Collaborating on improvements makes sense
In my nearly 30 years of civic work, I’ve learned that no purpose is served by responding to those who engage in personal attacks. But as Anne Harding Joyce’s recent article about my Olmsted parks plan includes inaccuracies and an impugning of my motives, I must answer.
More than three years ago, I approached the Parks Conservancy with my idea to have Jack Nicklaus redesign Delaware Park’s golf course, build a second public course next to South Park so we can fully restore Frederick Law Olmsted’s arboretum, and bind these new amenities with an inner-city youth education center. In June 2016, after two years of refining my plan, I brought it to the public and asked conservancy trustees to consider it.
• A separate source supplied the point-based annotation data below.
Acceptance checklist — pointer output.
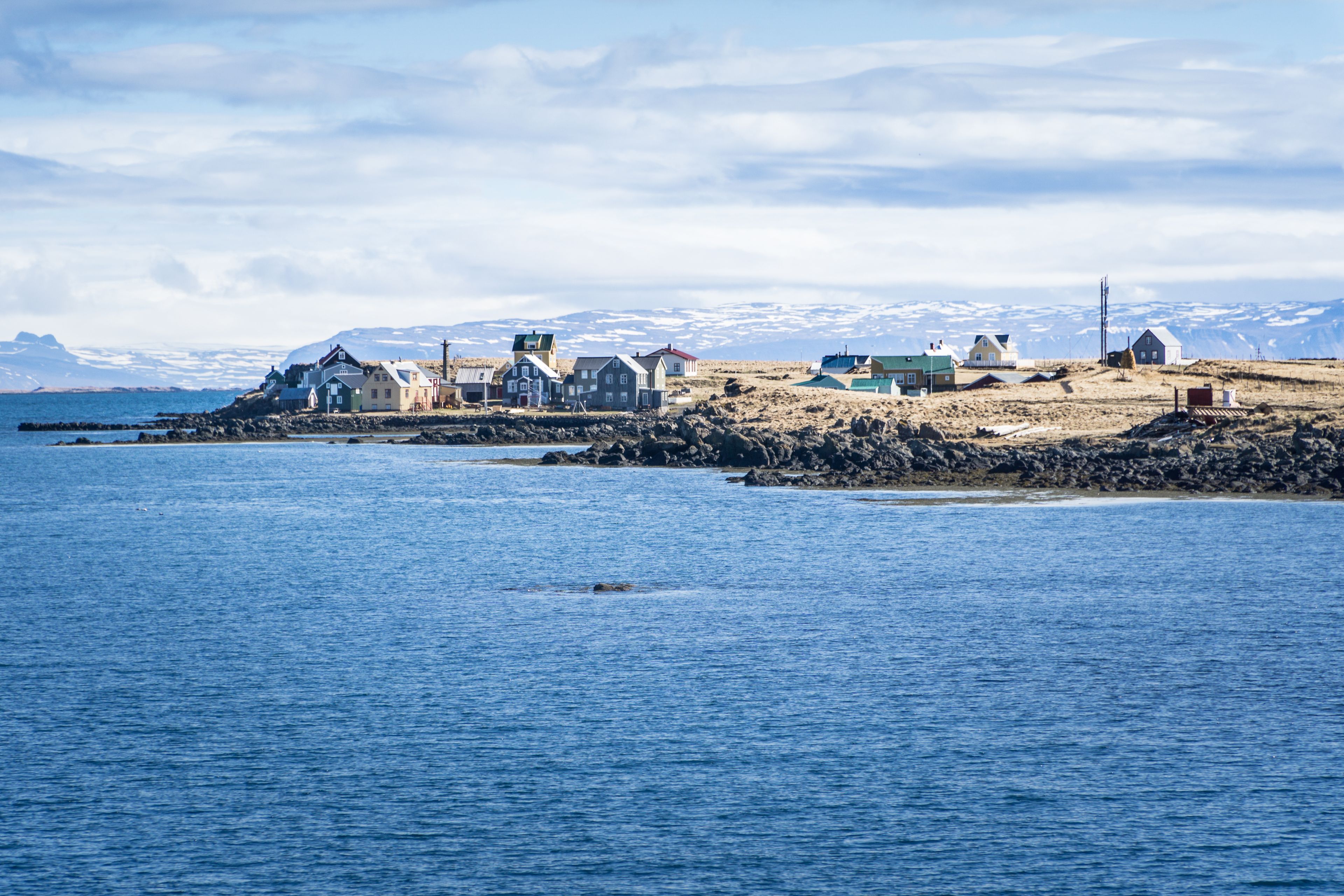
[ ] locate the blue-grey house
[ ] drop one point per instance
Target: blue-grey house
(531, 383)
(300, 398)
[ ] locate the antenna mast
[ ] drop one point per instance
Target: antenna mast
(1105, 303)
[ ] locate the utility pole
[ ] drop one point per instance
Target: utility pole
(1105, 303)
(443, 382)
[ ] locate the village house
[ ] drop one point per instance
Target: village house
(1156, 346)
(475, 383)
(992, 351)
(678, 362)
(299, 398)
(273, 383)
(531, 383)
(541, 344)
(342, 394)
(658, 371)
(400, 386)
(931, 373)
(336, 362)
(619, 382)
(295, 374)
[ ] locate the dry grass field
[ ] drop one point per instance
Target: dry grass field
(1089, 401)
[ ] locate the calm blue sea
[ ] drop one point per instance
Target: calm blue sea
(374, 670)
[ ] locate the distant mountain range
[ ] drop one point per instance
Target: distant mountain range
(729, 332)
(807, 332)
(41, 362)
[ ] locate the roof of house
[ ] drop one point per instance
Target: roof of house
(855, 360)
(536, 362)
(1163, 335)
(598, 363)
(650, 362)
(1010, 378)
(823, 382)
(592, 363)
(468, 375)
(674, 351)
(926, 363)
(335, 355)
(534, 342)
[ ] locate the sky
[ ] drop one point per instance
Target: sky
(269, 173)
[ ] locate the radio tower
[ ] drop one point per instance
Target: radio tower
(1105, 301)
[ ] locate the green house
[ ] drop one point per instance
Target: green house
(342, 394)
(933, 373)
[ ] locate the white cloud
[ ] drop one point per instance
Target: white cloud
(654, 174)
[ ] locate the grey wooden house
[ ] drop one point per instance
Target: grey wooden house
(531, 383)
(619, 382)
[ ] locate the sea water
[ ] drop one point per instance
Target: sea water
(311, 668)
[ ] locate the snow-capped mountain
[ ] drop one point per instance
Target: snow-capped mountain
(34, 362)
(804, 332)
(740, 332)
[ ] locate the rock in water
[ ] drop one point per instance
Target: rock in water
(932, 433)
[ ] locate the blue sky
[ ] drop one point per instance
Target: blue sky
(272, 173)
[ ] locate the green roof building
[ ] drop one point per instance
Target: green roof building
(933, 373)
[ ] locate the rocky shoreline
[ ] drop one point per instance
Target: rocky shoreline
(1167, 455)
(872, 455)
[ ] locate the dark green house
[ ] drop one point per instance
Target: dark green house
(933, 373)
(342, 394)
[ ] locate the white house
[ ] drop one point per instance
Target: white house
(994, 351)
(678, 362)
(400, 386)
(1156, 346)
(475, 382)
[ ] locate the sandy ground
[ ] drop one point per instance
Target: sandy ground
(1089, 401)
In her article, Joyce describes a conservancy subcommittee meeting held on Sept. 7, 2016, to which I brought executives from Nicklaus Design. She claims that I have had no contact with the conservancy since then. That is not true. I met with the full board of conservancy trustees on Sept. 29, 2016, and with chairman Kevin Kelly three times in October and November 2016. I sent four extensive letters to the trustees in the year’s final months, and have had numerous phone conversations with Executive Director Stephanie Crockatt.
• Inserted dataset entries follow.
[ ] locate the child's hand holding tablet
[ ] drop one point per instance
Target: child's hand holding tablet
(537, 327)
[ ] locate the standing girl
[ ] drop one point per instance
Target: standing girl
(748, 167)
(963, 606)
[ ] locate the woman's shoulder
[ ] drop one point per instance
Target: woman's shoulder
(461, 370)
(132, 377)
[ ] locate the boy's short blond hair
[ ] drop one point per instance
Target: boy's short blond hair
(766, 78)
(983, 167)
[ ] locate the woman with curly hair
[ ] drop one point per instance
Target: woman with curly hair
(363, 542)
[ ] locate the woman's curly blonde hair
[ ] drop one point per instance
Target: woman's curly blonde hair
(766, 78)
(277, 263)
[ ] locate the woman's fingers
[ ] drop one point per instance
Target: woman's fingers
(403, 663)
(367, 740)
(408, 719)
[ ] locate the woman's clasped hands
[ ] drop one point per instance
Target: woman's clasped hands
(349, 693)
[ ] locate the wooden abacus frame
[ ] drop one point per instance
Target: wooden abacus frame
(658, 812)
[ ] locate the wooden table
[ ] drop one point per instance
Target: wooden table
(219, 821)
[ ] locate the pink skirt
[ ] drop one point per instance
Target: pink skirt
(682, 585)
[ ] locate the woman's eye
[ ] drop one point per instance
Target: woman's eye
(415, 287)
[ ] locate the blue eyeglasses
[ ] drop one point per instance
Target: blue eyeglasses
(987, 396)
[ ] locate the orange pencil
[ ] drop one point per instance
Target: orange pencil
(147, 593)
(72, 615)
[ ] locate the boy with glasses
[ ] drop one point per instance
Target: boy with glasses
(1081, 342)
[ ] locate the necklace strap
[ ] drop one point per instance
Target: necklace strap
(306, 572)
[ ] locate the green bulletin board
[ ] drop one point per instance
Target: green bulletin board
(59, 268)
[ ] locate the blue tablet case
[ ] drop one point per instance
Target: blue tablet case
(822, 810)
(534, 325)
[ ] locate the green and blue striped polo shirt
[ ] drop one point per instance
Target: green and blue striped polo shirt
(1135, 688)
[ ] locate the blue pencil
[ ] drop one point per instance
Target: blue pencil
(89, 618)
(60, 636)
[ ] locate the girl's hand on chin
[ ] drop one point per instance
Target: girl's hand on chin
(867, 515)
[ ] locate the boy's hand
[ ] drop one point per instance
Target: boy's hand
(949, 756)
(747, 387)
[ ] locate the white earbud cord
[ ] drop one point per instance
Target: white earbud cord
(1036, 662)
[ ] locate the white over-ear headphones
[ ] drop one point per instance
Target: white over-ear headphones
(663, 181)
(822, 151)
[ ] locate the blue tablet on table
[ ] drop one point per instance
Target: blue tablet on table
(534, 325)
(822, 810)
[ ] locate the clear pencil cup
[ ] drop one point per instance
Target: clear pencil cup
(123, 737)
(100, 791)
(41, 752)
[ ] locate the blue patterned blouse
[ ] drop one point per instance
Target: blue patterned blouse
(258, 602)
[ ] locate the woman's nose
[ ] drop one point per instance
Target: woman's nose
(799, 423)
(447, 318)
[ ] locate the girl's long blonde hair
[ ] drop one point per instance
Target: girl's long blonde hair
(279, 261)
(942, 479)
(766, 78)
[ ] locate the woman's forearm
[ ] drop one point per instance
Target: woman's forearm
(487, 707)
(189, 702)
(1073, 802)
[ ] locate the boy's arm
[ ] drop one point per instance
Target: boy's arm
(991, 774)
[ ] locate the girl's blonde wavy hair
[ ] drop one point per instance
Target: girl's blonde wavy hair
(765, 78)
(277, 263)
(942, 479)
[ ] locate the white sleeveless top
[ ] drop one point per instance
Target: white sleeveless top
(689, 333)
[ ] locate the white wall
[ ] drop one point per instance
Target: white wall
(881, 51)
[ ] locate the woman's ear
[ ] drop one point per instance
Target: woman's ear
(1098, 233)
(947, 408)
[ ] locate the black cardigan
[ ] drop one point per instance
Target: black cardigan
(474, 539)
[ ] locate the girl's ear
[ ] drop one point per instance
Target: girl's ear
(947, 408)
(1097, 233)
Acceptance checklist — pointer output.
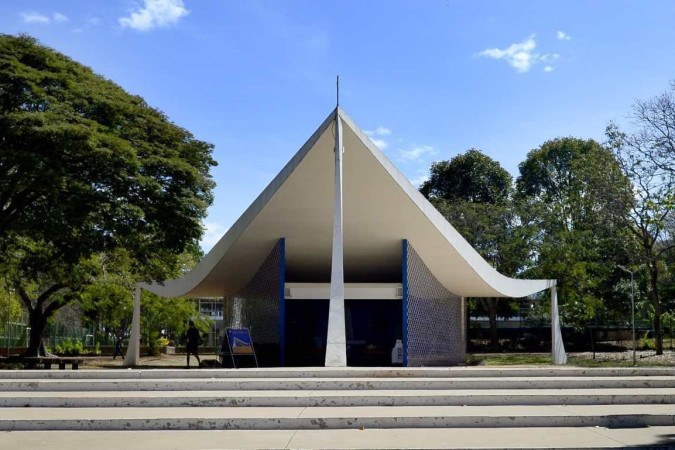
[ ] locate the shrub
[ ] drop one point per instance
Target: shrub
(69, 347)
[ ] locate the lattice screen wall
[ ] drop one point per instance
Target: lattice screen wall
(257, 305)
(434, 328)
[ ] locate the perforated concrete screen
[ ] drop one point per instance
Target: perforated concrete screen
(434, 324)
(257, 305)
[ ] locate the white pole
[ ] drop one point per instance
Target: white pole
(632, 313)
(132, 358)
(558, 355)
(336, 341)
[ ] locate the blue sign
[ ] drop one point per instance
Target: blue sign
(240, 341)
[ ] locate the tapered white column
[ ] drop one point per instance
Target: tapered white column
(132, 357)
(336, 341)
(558, 355)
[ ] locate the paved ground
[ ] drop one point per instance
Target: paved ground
(646, 357)
(663, 437)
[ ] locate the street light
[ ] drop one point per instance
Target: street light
(632, 305)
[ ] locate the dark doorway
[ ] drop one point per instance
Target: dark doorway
(373, 326)
(306, 330)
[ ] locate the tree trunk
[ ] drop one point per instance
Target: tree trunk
(38, 323)
(656, 302)
(492, 314)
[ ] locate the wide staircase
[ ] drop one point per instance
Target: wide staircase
(325, 398)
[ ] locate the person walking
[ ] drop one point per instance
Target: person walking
(192, 343)
(118, 347)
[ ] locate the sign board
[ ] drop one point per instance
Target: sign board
(240, 341)
(237, 342)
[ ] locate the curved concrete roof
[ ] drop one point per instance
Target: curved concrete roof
(381, 207)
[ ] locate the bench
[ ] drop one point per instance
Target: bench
(46, 362)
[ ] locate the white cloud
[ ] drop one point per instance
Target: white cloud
(381, 143)
(417, 153)
(379, 131)
(153, 14)
(520, 55)
(213, 231)
(33, 17)
(562, 36)
(417, 181)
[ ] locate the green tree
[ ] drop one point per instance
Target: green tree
(643, 155)
(574, 194)
(10, 306)
(473, 193)
(470, 177)
(86, 168)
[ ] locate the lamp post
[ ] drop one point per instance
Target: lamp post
(632, 305)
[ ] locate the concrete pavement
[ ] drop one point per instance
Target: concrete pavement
(590, 437)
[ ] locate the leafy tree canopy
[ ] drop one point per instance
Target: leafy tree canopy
(471, 176)
(575, 195)
(87, 167)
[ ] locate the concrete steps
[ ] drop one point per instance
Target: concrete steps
(314, 384)
(348, 372)
(468, 397)
(297, 418)
(321, 399)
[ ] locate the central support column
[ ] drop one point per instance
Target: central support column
(558, 354)
(336, 341)
(132, 357)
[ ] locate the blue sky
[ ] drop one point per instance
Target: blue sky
(428, 79)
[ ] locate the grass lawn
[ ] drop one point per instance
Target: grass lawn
(509, 359)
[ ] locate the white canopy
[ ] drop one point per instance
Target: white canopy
(381, 207)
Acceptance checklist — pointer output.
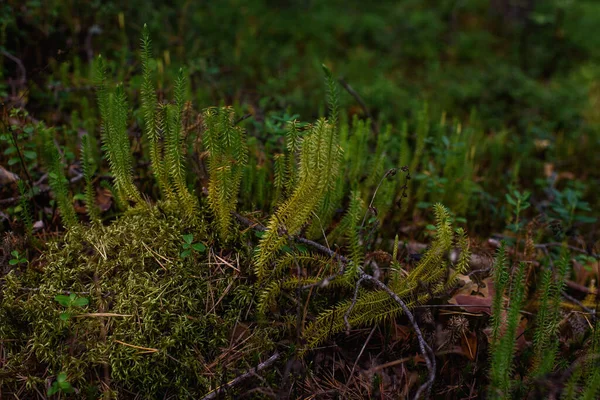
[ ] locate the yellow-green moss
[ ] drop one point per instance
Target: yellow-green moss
(168, 304)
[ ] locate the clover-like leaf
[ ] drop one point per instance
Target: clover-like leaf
(185, 253)
(63, 300)
(81, 301)
(52, 390)
(199, 247)
(61, 377)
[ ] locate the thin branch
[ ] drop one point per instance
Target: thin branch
(426, 350)
(389, 172)
(236, 381)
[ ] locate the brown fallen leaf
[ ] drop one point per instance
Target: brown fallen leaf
(474, 297)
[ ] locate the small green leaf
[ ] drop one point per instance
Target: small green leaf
(53, 389)
(62, 377)
(63, 300)
(199, 247)
(80, 302)
(64, 386)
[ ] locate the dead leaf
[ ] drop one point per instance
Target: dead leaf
(103, 199)
(474, 297)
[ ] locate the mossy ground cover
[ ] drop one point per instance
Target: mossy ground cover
(161, 324)
(490, 108)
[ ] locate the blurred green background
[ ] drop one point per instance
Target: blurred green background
(525, 75)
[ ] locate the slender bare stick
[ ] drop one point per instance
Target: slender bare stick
(265, 364)
(426, 350)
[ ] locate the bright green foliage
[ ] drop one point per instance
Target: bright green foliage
(377, 306)
(317, 173)
(17, 258)
(190, 246)
(25, 208)
(501, 280)
(332, 97)
(503, 349)
(113, 111)
(131, 269)
(153, 119)
(174, 156)
(350, 224)
(89, 169)
(545, 341)
(58, 180)
(228, 154)
(61, 385)
(70, 302)
(280, 177)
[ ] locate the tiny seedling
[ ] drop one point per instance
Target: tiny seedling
(70, 302)
(17, 258)
(189, 245)
(520, 202)
(60, 385)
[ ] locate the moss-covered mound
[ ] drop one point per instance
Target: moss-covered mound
(157, 325)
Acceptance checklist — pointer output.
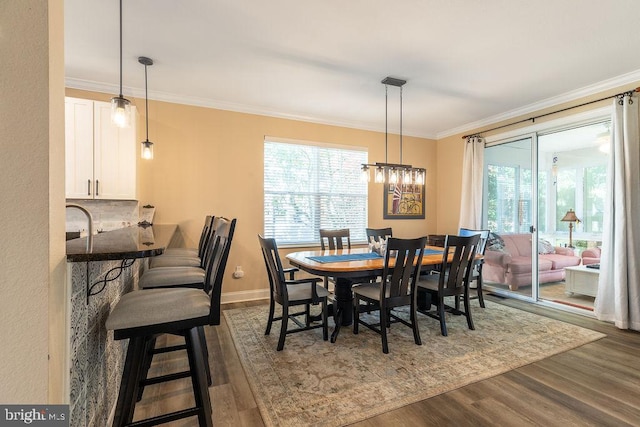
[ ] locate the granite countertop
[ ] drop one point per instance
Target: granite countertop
(124, 243)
To paraphrase the late senator, Daniel Patrick Moynihan, Joyce is entitled to her own opinion, but she’s not entitled to her own facts. A courtesy phone call to me or any of her colleagues would have led her to the truth.
As for my motives in this matter, which Joyce questions, I suppose they are not unlike her own in the admirable service she’s rendered her community. She believes in Western New York. As do I.
For three years, I’ve volunteered my time and expended personal resources to research our parks system, learn from Olmsted experts, travel the nation in search of project funds and meet numerous times with Jack Nicklaus and my fundraising partner, Brookings Institution Chairman John Thornton.
Joyce writes that, in support of their plan to partially restore the arboretum, David Colligan and Dick Griffin have performed comparable service, which I admire and respect.
But the question is not the amount of effort we’ve devoted to our separate proposals. The question is the merits of each. I believe my plan for full arboretum restoration, along with adding two Jack Nicklaus-designed golf courses and an education center, does more for our city. That’s why, in my recent letter to the conservancy, I respectfully requested that it support my plan and work together to bring these news amenities to Buffalo residents.
That’s also why I’ve asked to meet once again with the conservancy’s full board of trustees. I remain hopeful the board will grant me that conversation.